Legislative Report

Three criminal justice reform bills slated for floor votes on Thursday House to consider Rep. Terry Landry’s HB615. Senate to consider bills to kill death penalty and to reform of habitual offender law.

by Mike Stagg

House to consider Rep. Terry Landry's HB615. Senate to consider bills to kill death penalty and to reform of habitual offender law.

Landry
Photo by Robin May

When the Louisiana Senate convenes this morning, it is slated to debate a bill that would abolish the death penalty in state.

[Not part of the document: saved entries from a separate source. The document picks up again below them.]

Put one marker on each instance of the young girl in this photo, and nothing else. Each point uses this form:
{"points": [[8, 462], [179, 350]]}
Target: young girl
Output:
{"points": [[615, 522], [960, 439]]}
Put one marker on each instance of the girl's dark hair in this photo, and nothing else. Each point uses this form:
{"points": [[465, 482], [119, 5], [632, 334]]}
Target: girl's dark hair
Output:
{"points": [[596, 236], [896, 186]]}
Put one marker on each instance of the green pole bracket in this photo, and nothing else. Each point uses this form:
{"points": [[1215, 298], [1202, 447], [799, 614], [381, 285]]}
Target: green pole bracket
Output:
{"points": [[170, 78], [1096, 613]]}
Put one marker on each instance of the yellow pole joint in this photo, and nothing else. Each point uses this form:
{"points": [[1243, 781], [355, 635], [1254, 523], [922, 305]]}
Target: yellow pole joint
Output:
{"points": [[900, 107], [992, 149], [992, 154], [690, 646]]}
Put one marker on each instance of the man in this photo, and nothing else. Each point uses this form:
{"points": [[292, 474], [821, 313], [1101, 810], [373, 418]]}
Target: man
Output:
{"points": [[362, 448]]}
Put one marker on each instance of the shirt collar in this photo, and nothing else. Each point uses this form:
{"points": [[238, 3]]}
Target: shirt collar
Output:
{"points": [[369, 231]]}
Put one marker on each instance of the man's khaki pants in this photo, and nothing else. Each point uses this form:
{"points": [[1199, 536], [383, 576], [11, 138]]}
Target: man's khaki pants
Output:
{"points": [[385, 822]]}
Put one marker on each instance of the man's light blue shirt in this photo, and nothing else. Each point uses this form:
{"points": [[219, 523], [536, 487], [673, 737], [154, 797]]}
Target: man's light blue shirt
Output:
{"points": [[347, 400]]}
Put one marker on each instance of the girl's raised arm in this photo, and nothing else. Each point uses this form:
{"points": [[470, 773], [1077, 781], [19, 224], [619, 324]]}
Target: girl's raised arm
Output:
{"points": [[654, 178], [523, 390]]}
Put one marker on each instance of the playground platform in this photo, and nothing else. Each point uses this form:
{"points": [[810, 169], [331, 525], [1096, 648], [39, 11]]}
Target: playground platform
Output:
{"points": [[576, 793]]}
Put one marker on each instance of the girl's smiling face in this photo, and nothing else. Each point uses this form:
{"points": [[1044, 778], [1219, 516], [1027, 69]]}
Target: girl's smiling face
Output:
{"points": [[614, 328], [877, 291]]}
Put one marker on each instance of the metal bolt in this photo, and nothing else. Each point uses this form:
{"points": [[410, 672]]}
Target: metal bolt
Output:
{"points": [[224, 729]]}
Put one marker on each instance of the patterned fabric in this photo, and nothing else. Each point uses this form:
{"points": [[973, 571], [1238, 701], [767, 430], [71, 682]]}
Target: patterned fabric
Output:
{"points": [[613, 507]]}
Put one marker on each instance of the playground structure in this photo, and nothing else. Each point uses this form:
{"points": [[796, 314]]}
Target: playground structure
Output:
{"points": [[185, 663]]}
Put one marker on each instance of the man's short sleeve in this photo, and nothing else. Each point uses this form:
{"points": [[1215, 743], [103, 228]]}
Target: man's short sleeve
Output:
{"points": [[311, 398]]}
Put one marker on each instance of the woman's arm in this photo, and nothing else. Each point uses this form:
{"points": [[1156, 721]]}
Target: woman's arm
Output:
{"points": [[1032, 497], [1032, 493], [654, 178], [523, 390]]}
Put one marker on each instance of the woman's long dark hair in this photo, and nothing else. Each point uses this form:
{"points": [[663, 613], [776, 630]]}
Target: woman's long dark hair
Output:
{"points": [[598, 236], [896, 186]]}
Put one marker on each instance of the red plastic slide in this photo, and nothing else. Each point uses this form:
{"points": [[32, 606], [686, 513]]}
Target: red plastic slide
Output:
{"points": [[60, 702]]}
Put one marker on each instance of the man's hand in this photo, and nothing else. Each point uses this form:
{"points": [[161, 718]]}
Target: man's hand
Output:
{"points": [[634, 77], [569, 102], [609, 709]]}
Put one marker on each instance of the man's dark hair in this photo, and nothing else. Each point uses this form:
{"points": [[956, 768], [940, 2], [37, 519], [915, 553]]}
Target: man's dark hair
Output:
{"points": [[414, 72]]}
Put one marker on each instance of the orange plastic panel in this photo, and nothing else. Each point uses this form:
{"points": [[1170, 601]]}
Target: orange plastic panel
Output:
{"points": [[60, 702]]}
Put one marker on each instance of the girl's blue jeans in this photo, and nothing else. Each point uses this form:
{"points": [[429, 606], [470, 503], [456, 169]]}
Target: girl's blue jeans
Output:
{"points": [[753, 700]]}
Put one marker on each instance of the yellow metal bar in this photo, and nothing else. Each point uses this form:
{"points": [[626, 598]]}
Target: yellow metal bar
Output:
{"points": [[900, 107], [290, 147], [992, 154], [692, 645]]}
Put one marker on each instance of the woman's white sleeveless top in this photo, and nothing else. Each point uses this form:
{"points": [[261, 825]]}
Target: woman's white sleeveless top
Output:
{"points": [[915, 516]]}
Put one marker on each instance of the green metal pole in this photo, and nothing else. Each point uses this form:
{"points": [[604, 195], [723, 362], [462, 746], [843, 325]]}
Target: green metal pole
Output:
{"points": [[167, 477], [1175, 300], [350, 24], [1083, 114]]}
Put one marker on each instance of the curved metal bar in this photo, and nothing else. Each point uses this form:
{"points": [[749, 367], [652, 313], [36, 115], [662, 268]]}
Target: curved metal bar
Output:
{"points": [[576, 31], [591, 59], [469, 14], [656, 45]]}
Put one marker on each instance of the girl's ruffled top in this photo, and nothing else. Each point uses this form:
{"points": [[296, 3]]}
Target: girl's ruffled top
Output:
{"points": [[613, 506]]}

Baton Rouge Sen. Dan Claitor's SB142 won approval from the Senate Judiciary C Committee on Wednesday and is set for consideration by the full Senate today, according to the Senate Digest. Rep. Terry Landry, whose House District 96 includes parts of Lafayette, St. Martin and Iberia parishes, co-authored the bill with Claitor. Both legislators served as members of the Justice Reinvestment Task Force, although the bill is not part of the task force's official package of bills for this session.

If the bill becomes law, capital punishment would no longer be an option in Louisiana. Those charged with crimes that now carry the death penalty as an option would now face the prospect of life imprisonment without benefit of pardon or parole under the Claitor/Landry bill.

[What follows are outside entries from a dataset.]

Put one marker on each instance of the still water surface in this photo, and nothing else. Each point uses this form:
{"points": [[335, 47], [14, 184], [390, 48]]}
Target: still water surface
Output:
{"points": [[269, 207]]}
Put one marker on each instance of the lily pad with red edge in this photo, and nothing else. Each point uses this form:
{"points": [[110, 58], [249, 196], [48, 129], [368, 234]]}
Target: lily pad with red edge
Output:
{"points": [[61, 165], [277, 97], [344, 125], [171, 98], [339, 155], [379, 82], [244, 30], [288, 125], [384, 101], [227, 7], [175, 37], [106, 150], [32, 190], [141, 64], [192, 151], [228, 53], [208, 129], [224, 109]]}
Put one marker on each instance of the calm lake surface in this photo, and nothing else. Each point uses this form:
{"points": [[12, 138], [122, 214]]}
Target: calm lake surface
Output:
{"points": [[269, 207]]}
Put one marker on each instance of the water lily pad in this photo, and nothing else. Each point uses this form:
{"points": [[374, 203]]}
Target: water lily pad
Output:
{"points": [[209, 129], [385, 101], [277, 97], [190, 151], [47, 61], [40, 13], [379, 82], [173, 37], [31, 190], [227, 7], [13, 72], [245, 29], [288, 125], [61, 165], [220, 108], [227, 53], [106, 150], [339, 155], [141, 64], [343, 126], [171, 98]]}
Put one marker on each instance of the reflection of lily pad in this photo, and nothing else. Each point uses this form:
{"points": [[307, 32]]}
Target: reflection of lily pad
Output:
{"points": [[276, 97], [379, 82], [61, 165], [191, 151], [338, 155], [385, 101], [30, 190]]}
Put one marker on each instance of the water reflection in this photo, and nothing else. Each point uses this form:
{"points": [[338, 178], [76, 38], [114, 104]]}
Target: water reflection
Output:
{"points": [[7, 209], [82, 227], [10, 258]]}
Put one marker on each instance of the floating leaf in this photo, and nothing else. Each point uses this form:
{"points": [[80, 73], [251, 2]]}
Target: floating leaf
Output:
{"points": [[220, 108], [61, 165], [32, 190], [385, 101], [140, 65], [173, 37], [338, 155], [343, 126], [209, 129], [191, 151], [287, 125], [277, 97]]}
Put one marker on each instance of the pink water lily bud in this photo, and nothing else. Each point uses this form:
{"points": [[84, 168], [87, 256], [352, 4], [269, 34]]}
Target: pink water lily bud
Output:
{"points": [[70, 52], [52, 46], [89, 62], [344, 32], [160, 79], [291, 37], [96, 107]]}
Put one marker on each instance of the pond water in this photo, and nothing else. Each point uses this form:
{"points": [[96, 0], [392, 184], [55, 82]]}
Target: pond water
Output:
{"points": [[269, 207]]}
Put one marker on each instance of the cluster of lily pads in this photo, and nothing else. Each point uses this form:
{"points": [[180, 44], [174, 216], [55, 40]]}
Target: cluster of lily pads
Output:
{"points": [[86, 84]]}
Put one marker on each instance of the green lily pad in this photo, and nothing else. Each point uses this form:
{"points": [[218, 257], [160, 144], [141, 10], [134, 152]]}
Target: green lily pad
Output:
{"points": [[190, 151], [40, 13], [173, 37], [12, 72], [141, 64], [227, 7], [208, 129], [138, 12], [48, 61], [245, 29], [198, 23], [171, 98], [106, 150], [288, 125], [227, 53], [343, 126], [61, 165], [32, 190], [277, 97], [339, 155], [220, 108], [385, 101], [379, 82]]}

Information compiled by the Death Penalty Information Center shows that death penalty prosecutions have been declining in the state primarily due to the expense of the appeals process that is mandatory in any death penalty conviction. Millions of dollars are spent annually in Louisiana on appeals related to death penalty cases, nearly all of that coming from the jurisdiction in which the sentence was set. Louisiana has carried out 28 executions since 1983, according to the center. During that time, 11 innocent people have been released from death row and two have been granted clemency.

If the bill wins Senate approval today, it must still make its way through the House. If it becomes law, the death penalty would be removed as an option for prosecutors and the courts for any crime committed after August 1 of this year.

The Senate is also scheduled to consider Claitor's SB146 which would change the state's habitual offender law as it applies to those convicted of non-violent crimes. The bill would set a five-year window during which convictions would count toward a person being declared a habitual offender. The current window is ten years.

The would not apply to those convicted of crimes of violence or sex crimes.

The House is scheduled to debate Landry's HB615 when it convenes today at 1 p.m. The bill would allow the state parole board to order an offender scheduled to be released to take additional rehabilitation classes between the time their parole is granted and their actual release. The bill would allow the parole board to add up to three months additional time to hold the inmate while that training is provided. The bill was amended in the House Administration of Criminal Justice Committee to apply only to those convicted of non-violent crimes.

Both SB146 and HB615 are part of the Justice Reinvestment Task Force legislative agenda.